44      Enfin, en ce qui concerne l’enregistrement de CY et CV dans la base de données EDES, il y a lieu de constater que cet enregistrement n’est destiné qu’à un usage interne et n’est accessible qu’aux utilisateurs autorisés et non à toutes les autorités. Comme la Commission le fait valoir, la décision attaquée ne modifie pas la situation juridique de CY et CV, étant donné qu’elle ne les exclut pas personnellement d’une participation à des procédures de passation de marchés financées par l’Union ni ne les empêche personnellement de recevoir des subventions de l’Union ou d’autres formes de financement, mais elle est uniquement destinée à permettre aux utilisateurs autorisés d’effectuer les vérifications prescrites, comme précisé à l’article 142, paragraphe 3, sous c), du règlement 2018/1046.

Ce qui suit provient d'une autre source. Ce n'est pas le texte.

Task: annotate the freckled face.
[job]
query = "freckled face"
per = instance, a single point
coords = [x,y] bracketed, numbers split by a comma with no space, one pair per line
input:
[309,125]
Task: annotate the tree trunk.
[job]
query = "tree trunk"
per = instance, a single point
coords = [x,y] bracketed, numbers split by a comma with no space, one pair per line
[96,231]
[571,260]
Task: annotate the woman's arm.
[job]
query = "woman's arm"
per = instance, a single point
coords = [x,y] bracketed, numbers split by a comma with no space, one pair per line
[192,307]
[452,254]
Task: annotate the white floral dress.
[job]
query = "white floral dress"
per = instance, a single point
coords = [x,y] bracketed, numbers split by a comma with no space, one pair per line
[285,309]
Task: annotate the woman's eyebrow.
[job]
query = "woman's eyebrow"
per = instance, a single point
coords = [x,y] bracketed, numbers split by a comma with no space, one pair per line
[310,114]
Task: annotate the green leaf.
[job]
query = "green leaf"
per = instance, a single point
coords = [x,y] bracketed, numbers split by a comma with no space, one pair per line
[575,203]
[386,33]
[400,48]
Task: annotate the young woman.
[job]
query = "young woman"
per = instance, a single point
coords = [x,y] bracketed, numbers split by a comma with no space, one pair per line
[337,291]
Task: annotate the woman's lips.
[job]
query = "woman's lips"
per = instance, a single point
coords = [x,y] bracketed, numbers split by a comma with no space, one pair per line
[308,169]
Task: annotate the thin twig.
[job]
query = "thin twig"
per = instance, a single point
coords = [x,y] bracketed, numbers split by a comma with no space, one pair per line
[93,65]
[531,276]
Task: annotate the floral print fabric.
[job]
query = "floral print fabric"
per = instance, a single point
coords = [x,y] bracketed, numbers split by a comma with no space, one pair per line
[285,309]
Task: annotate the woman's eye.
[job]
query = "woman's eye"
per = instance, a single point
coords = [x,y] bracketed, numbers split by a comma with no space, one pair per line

45      Par conséquent, l’enregistrement en cause n’entraîne en soi aucune atteinte à la réputation des requérants.

46      En troisième lieu, s’agissant de l’argument des requérants selon lequel les pertes prévues causeraient un préjudice irréparable à Lattanzio KIBS, ce qui menacerait son existence même, les requérants se limitent à alléguer une perte de chiffre d’affaires de 50 %, sans mettre en avant des chiffres concrets, quant à la rentabilité de leur société et l’incidence de l’exclusion sur celle-ci. Ils ne donnent pas non plus une explication des raisons pour lesquelles une telle perte provoquerait l’effondrement immédiat de la base financière et de la valeur des actifs de la société. Une telle explication s’impose notamment en raison du délai particulièrement court de la période d’exclusion, dans la mesure où il n’est pas aisé de comprendre comment une exclusion limitée dans le temps suffirait à faire vaciller leur société.

47      Il résulte de tout ce qui précède que le caractère grave et irréparable du préjudice invoqué par les requérants n’est pas établi et que, partant, la demande en référé doit être rejetée, à défaut pour les requérants d’établir que la condition relative à l’urgence est remplie, sans qu’il soit nécessaire de se prononcer sur le fumus boni juris ou de procéder à la mise en balance des intérêts.

48      En vertu de l’article 158, paragraphe 5, du règlement de procédure, il convient de réserver les dépens.

Par ces motifs,

LE PRÉSIDENT DU TRIBUNAL

ordonne :

1)      La demande en référé est rejetée.

2)      Les dépens sont réservés.

Fait à Luxembourg, le 8 mai 2024.

Le greffier

 

Le président

V. Di Bucci

 

M. van der Woude


*      Langue de procédure : l’anglais.